Choosing a Direction
So, with such a rapidly changing environment surrounding VR, how do we choose the best direction to move forward? I wish I could tell you that there is a simple answer for this, but sadly there is not. The truth of the matter is that you need to have an idea of what you would like your end-product to be as well as do some examining internally of workflows and processes to determine the best solution.
End Products
Depending on your familiarity with VR, you may be asking what are my options when it comes to end products. Let’s examine a few of the different possibilities and see how they can relate with each other.
“Photorealistic” vs. Abstract
One of the first decisions I like to have a project team make is what is the quality of the image that you are trying to produce. A lot of times this is driven by if you need an environment early in the project or if you are looking for an end-product or what you are trying to get the client to understand about the project.
Let’s say you are at a conceptual phase. You most likely don’t have your materials picked out or even much of your design figured out, but you are playing with masses spatially. This situation would call for a more abstracted experience so the client is paying more attention to the spatial qualities of the project rather than the details. Something with a museum box style may be best, mainly shown in white and gray tones so you are easily able to understand the spatial aspects of your model as well as things like how light feels within the space.
During design development, you may want to consider getting a little less abstract but not yet realistic. In this phase, you would show things much like a shaded or consistent color view allowing for you to visualize material palettes conceptually and where they are placed but without getting into things too deep like considering patterns, reflections, etc.
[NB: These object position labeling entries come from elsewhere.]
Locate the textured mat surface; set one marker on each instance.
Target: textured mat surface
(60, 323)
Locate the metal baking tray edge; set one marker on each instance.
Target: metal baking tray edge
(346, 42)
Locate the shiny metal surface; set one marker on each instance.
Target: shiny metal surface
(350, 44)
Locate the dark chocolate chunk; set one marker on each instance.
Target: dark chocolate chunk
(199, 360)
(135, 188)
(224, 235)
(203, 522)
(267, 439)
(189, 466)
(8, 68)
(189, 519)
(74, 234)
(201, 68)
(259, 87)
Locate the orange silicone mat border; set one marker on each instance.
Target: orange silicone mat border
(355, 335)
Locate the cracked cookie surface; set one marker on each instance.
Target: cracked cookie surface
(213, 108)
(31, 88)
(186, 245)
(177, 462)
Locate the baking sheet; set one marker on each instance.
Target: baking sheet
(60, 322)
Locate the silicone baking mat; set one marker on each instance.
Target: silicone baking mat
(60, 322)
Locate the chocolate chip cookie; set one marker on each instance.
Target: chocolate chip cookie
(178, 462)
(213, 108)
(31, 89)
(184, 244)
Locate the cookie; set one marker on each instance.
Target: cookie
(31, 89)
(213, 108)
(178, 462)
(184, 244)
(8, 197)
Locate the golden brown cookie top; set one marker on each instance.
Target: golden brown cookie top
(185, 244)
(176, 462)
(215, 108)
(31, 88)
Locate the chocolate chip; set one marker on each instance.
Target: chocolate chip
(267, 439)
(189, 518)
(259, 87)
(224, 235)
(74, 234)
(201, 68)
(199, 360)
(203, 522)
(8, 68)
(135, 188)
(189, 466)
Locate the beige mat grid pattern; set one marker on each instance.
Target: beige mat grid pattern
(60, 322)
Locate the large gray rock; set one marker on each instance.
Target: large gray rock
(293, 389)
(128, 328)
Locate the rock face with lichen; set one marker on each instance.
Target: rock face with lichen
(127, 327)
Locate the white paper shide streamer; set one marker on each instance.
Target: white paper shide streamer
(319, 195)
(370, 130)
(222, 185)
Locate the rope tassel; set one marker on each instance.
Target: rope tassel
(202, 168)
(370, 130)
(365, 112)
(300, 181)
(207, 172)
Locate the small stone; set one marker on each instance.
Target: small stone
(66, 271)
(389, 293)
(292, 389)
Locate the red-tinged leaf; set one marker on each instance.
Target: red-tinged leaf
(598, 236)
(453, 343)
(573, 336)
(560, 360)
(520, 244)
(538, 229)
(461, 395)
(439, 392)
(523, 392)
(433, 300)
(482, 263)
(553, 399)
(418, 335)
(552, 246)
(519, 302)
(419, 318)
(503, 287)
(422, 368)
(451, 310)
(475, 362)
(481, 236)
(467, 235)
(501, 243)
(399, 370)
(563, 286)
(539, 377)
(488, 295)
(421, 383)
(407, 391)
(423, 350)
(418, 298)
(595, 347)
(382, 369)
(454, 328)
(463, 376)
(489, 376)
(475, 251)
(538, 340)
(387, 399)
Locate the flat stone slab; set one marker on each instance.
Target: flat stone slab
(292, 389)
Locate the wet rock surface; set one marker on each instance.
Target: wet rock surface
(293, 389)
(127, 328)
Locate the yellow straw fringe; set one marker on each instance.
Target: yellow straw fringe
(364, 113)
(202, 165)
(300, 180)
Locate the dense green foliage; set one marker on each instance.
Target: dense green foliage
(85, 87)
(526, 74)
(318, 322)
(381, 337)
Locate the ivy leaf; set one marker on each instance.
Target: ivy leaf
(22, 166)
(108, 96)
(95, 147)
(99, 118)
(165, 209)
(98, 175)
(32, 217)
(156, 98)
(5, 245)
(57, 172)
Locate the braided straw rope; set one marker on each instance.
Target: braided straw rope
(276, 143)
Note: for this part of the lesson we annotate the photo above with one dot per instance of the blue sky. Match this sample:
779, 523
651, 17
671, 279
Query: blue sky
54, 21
When your design is “finished” or you are producing a final environment is when you would want to get to the more realistic views. This allows the client, users, donors, etc., to get behind the idea and more fully understand what the final product will be. This issue with getting to photorealistic is the sheer amount of detail that needs to be produced within the model. Things that aren’t always modeled in a Construction Documents set, such as flooring transitions and material properties, can make or break an experience. That being said, there are still multiple levels of realistic environments. Diving into a photorealistic environment is something that needs to be vetted thoroughly as it is a quite costly and time intensive activity, where you may consider having it done externally.
Mobile vs. Tethered
Deciding on how you will be showing your content can make the decision for quality come more easily, but it is only a matter of time until that will no longer be the case. With the advancement of technology such as processors for smartphones, things like Oculus GO, and better wireless display technology, soon we will be at a point where we can run fully rendered photorealistic models in a mobile system. But until that day comes we remain tethered to a PC for higher end experiences. In the meantime, companies such as HP have created more of a mobile PC environment with their Z VR Backpack PC allowing for the quality of a tethered system while having a much larger area to use for movement.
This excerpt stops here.